A high-performance, distributed web crawler built in Go that leverages browser automation to crawl and parse dynamic web content. The crawler supports depth-limited crawling, handles JavaScript-rendered pages, respects robots.txt, and stores crawled data in a graph database for efficient querying and analysis.
- Browser Automation: Uses Rod (Go wrapper for Puppeteer) to render JavaScript-heavy websites and extract dynamic content.
- Multi-Format Parsing: Extracts links from HTML, JavaScript, and JSON responses.
- js parsing relies heavily on goja
- Depth-Limited Crawling: Configurable maximum depth and link limits per crawl run.
- Robots.txt Compliance: Automatically checks and respects robots.txt files.
- Caching: Redis-based caching for pages and robots.txt to improve performance and reduce redundant requests.
- Graph Database Storage: Stores crawled pages and their relationships in Neo4j for advanced querying.
- Message Queue: Uses Apache Kafka for distributed task processing and run management.
- Screenshot Capture: Optional screenshot functionality for visual page archiving.

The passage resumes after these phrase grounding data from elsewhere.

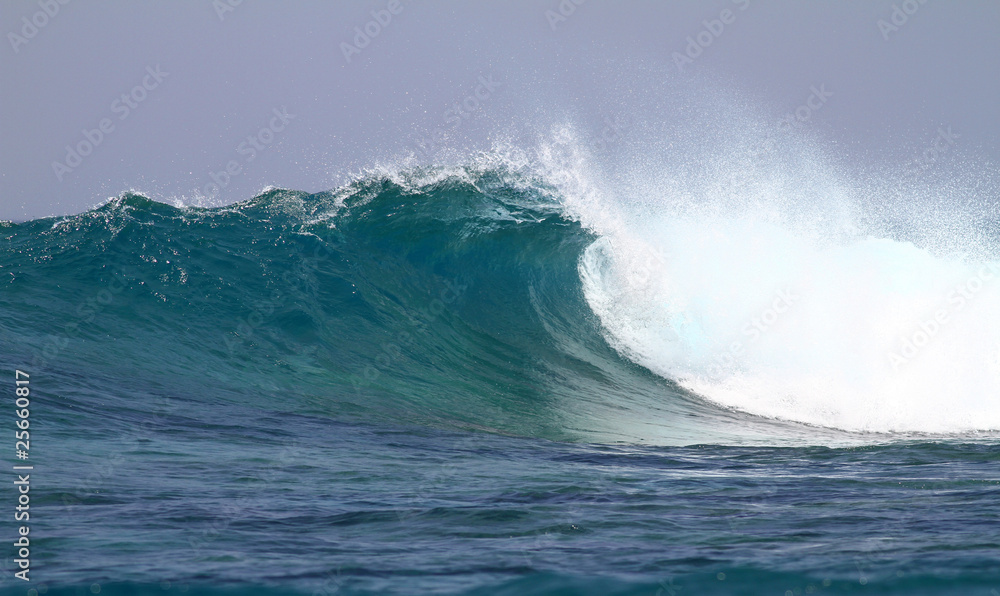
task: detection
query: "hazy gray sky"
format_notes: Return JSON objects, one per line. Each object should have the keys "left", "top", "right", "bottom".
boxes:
{"left": 2, "top": 0, "right": 998, "bottom": 221}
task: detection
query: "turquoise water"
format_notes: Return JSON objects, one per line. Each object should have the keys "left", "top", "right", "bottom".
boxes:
{"left": 1, "top": 168, "right": 998, "bottom": 594}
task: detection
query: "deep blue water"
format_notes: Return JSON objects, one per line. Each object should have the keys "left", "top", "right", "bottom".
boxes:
{"left": 1, "top": 169, "right": 998, "bottom": 594}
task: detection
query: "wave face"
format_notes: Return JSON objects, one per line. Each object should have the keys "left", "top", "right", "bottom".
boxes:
{"left": 0, "top": 169, "right": 735, "bottom": 445}
{"left": 2, "top": 160, "right": 999, "bottom": 444}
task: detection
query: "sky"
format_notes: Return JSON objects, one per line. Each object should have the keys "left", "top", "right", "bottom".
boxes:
{"left": 1, "top": 0, "right": 999, "bottom": 222}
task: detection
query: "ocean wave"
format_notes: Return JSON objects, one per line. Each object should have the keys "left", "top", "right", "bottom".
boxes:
{"left": 2, "top": 155, "right": 999, "bottom": 445}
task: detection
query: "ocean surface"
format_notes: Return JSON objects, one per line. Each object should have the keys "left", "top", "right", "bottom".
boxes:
{"left": 1, "top": 163, "right": 999, "bottom": 595}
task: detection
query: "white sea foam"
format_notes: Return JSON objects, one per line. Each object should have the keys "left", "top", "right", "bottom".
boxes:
{"left": 532, "top": 106, "right": 1000, "bottom": 434}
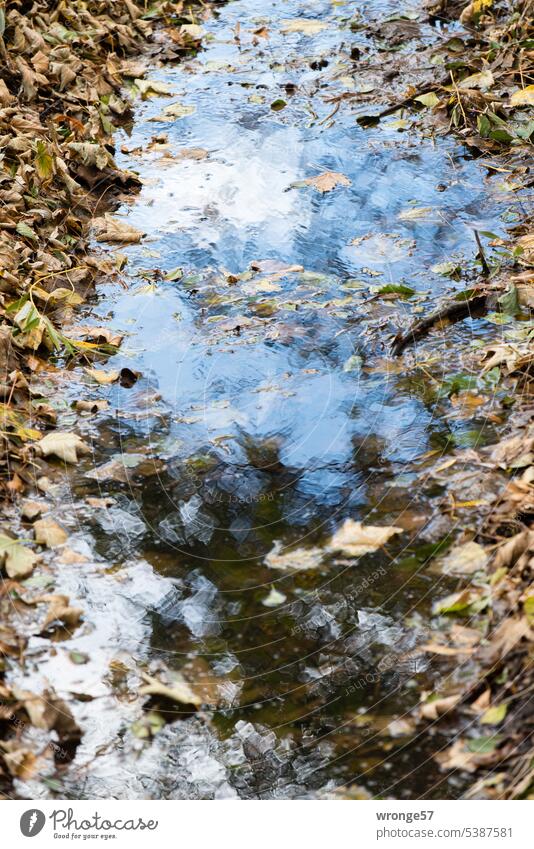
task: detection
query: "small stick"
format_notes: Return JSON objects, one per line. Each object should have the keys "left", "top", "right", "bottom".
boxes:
{"left": 392, "top": 293, "right": 487, "bottom": 356}
{"left": 474, "top": 230, "right": 490, "bottom": 277}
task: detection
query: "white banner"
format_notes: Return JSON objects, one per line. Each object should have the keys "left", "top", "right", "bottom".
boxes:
{"left": 2, "top": 800, "right": 532, "bottom": 848}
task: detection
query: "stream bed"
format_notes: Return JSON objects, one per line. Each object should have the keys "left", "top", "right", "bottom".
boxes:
{"left": 13, "top": 0, "right": 524, "bottom": 799}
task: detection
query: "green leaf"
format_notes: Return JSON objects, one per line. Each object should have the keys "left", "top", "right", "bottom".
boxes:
{"left": 16, "top": 222, "right": 38, "bottom": 241}
{"left": 480, "top": 704, "right": 507, "bottom": 726}
{"left": 453, "top": 288, "right": 476, "bottom": 301}
{"left": 432, "top": 261, "right": 461, "bottom": 278}
{"left": 343, "top": 354, "right": 363, "bottom": 373}
{"left": 164, "top": 266, "right": 183, "bottom": 281}
{"left": 376, "top": 283, "right": 415, "bottom": 297}
{"left": 498, "top": 285, "right": 519, "bottom": 316}
{"left": 69, "top": 651, "right": 89, "bottom": 665}
{"left": 477, "top": 114, "right": 491, "bottom": 137}
{"left": 414, "top": 91, "right": 440, "bottom": 108}
{"left": 466, "top": 735, "right": 502, "bottom": 754}
{"left": 523, "top": 594, "right": 534, "bottom": 625}
{"left": 270, "top": 99, "right": 287, "bottom": 111}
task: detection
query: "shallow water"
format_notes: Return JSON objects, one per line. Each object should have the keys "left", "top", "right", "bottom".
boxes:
{"left": 15, "top": 0, "right": 521, "bottom": 799}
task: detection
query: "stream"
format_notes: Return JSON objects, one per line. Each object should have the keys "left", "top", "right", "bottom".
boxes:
{"left": 14, "top": 0, "right": 522, "bottom": 799}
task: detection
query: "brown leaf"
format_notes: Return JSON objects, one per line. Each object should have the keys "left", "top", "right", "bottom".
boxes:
{"left": 41, "top": 594, "right": 83, "bottom": 630}
{"left": 420, "top": 694, "right": 461, "bottom": 720}
{"left": 299, "top": 171, "right": 351, "bottom": 194}
{"left": 138, "top": 672, "right": 202, "bottom": 708}
{"left": 34, "top": 518, "right": 68, "bottom": 548}
{"left": 93, "top": 214, "right": 144, "bottom": 244}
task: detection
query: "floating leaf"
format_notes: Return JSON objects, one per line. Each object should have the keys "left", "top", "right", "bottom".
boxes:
{"left": 498, "top": 285, "right": 519, "bottom": 316}
{"left": 138, "top": 671, "right": 201, "bottom": 707}
{"left": 292, "top": 171, "right": 351, "bottom": 194}
{"left": 398, "top": 206, "right": 433, "bottom": 221}
{"left": 150, "top": 101, "right": 196, "bottom": 121}
{"left": 281, "top": 19, "right": 328, "bottom": 35}
{"left": 38, "top": 431, "right": 90, "bottom": 464}
{"left": 439, "top": 541, "right": 488, "bottom": 576}
{"left": 431, "top": 261, "right": 461, "bottom": 277}
{"left": 165, "top": 266, "right": 183, "bottom": 281}
{"left": 376, "top": 283, "right": 415, "bottom": 298}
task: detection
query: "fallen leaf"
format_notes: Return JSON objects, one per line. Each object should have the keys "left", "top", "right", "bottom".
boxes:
{"left": 459, "top": 69, "right": 494, "bottom": 90}
{"left": 0, "top": 534, "right": 38, "bottom": 579}
{"left": 265, "top": 541, "right": 323, "bottom": 571}
{"left": 84, "top": 368, "right": 120, "bottom": 385}
{"left": 34, "top": 518, "right": 68, "bottom": 548}
{"left": 150, "top": 101, "right": 196, "bottom": 121}
{"left": 93, "top": 214, "right": 144, "bottom": 244}
{"left": 420, "top": 694, "right": 461, "bottom": 720}
{"left": 329, "top": 519, "right": 402, "bottom": 557}
{"left": 281, "top": 19, "right": 328, "bottom": 35}
{"left": 481, "top": 704, "right": 507, "bottom": 726}
{"left": 510, "top": 85, "right": 534, "bottom": 106}
{"left": 398, "top": 206, "right": 434, "bottom": 221}
{"left": 293, "top": 171, "right": 351, "bottom": 194}
{"left": 262, "top": 587, "right": 287, "bottom": 606}
{"left": 75, "top": 399, "right": 109, "bottom": 413}
{"left": 38, "top": 431, "right": 90, "bottom": 464}
{"left": 138, "top": 671, "right": 201, "bottom": 707}
{"left": 439, "top": 540, "right": 488, "bottom": 575}
{"left": 21, "top": 501, "right": 45, "bottom": 521}
{"left": 41, "top": 594, "right": 83, "bottom": 630}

- Concurrent Processing: Configurable number of concurrent workers for efficient crawling.
- Dockerized Deployment: Complete containerized setup with Docker Compose.
The crawler consists of several key components:
- Crawler: Main crawling logic using browser automation
- Processor: Kafka-based message processing for tasks and runs
- Page Parser: Extracts links from various content types
- Networker: Handles HTTP requests and browser interactions
- Page Repository: Manages data persistence in Neo4j
- Cache: Redis-based caching layer
- Run configurations are sent to Kafka
- Processor creates initial tasks
- Crawler workers process tasks concurrently
- Pages are parsed for links and stored in Neo4j
- New tasks are generated for discovered links (within depth limits)
This project is licensed under the MIT License - see the LICENSE file for details.